Ainsi à titre personnel, je ne trouve pas qu’il y ait beaucoup de différences entre
American Nervoso et
We Are The Romans. Sur la forme, peut-être, dans la mesure où la production de Matt Bayles sur ce premier album s’avère effectivement un poil plus abrasive et certainement plus sèche mais sur le fond pas vraiment… Déjà à l’époque c’est bien la guitare syncopée et nerveuse de Dave Knudson qui menait la danse grâce à ces riffs à l’efficacité immédiate mais aux tournures pour le moins tarabiscotées et bruyantes. Une approche particulièrement incisive offrant une véritable variété de rythmes tout au long de ces trente-cinq minutes frénétiques néanmoins nuancées par quelques passages plus en retenue (on pense par exemple à "Hutton's Great Heat Engine" et à ce moment débuté à 2:38 habilement souligné par les paroles suivantes :
"It’s so quiet here", aux premiers instants de "Dead For A Minute" (titre qui donnera son nom à un excellent groupe français évoluant naturellement dans le même registre) suivi de cette séquence entamée à 1:58, de "Oma" et ses derniers instants au piano...) permettant très justement de mettre encore davantage en exergue tous les moments plus intenses qui ponctuent
American Nervoso. Une approche dynamique et cadencée qui confère à la musique des Américains ce côté à la fois intense et complexe et en même temps terriblement accrocheur. Car toutes ces dissonances, larsens et autres passages chaotiques ne sont pas là pour assommer l’auditeur et le laisser sur le bas côté mais bel et bien pour l’embarquer dans ce tumulte éprouvant et mouvementé. Seulement monsieur Knudson n’est pas le seul à mériter les honneurs ici. De ces lignes de basse aux rondeurs aguicheuses qui posent les bases d’une section rythmique pleine d’énergie, de groove et de vivacité à cette batterie chaloupée qui nous régalent de ces plans syncopés et viriles quelque part entre Jazz, Hardcore et Metal sans oublier bien évidemment le chant écorché et passablement énervé (doux euphémisme) d’un Dave Verellen constamment au bord de la rupture, ce premier album n’est pas l’accomplissement d’un seul homme mais le travail de quatre garçons touchés par la grâce.

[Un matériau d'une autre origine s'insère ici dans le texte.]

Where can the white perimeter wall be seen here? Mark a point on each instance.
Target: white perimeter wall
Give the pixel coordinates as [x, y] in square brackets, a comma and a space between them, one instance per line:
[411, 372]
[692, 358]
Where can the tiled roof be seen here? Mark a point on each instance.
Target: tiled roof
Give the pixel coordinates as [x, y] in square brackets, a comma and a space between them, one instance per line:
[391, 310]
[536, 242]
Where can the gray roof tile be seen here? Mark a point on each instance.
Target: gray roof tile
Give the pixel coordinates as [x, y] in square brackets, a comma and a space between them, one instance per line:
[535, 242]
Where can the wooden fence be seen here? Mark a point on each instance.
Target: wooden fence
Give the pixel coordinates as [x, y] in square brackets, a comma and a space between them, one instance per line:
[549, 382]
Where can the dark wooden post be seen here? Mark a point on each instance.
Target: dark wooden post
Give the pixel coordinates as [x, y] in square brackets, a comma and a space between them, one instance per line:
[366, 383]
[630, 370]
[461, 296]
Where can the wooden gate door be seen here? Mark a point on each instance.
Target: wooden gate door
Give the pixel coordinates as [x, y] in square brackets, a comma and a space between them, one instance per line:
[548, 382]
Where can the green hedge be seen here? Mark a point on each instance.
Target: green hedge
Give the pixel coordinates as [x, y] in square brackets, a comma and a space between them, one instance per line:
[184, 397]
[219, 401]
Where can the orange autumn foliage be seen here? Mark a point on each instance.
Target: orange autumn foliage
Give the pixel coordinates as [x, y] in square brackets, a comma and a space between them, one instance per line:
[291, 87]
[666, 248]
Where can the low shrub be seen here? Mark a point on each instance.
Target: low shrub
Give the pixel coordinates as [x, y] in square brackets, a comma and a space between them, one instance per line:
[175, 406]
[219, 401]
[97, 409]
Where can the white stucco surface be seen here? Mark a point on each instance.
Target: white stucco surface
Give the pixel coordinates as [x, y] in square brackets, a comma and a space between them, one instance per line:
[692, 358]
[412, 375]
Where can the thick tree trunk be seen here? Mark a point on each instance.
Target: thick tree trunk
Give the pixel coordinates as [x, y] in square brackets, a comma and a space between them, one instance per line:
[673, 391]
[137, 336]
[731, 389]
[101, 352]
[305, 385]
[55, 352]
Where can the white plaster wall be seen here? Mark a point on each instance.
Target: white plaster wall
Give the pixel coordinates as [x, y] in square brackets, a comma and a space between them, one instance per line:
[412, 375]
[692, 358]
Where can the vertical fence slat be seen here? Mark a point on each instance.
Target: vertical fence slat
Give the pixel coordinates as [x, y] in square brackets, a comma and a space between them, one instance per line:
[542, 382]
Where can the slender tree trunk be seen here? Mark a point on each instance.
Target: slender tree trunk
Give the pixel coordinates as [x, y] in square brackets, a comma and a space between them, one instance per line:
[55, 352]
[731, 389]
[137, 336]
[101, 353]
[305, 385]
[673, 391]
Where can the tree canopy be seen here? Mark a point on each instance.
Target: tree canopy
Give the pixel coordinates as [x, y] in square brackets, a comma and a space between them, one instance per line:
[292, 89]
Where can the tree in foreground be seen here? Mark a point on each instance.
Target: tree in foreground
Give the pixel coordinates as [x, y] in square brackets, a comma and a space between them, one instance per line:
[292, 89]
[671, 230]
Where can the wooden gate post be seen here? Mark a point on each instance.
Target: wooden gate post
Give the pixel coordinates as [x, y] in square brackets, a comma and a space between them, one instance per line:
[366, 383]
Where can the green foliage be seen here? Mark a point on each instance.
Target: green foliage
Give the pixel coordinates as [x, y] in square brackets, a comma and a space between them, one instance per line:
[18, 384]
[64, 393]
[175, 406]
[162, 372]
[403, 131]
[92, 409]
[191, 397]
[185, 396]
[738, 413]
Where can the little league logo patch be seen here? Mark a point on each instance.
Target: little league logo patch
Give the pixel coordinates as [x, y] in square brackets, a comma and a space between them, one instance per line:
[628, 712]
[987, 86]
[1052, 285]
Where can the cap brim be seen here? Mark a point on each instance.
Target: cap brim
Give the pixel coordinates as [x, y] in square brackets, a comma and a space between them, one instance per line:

Aussi face à ce monument de la scène Hardcore dite Chaotique, je n’ai pas d’autre choix moi non plus que de lui mettre la note maximale. Bien entendu, la découverte de celui-ci à l’époque de sa sortie joue très probablement un certain rôle dans l’appréciation que je peux lui porter encore aujourd’hui mais très honnêtement, je ne trouve pas qu’il soit foncièrement en deçà de son successeur qui lui non plus n’a pas volé la note qui lui a été attribué. Pour moi, tout est déjà là, parfaitement dosé, savamment orchestré, brillamment exécuté, intelligemment restitué. Ainsi, au même titre que
We Are The Romans,
American Nervoso s’impose sans aucun mal comme une véritable leçon de Hardcore chaotique et noisy. De celles qui ont fait date dans l’histoire et sur lesquelles il est important de revenir régulièrement pour comprendre ce qui se passe encore aujourd’hui. Bref un premier album absolument incontournable qui, comme tout le reste de leur discographie, méritait bien sa place ici.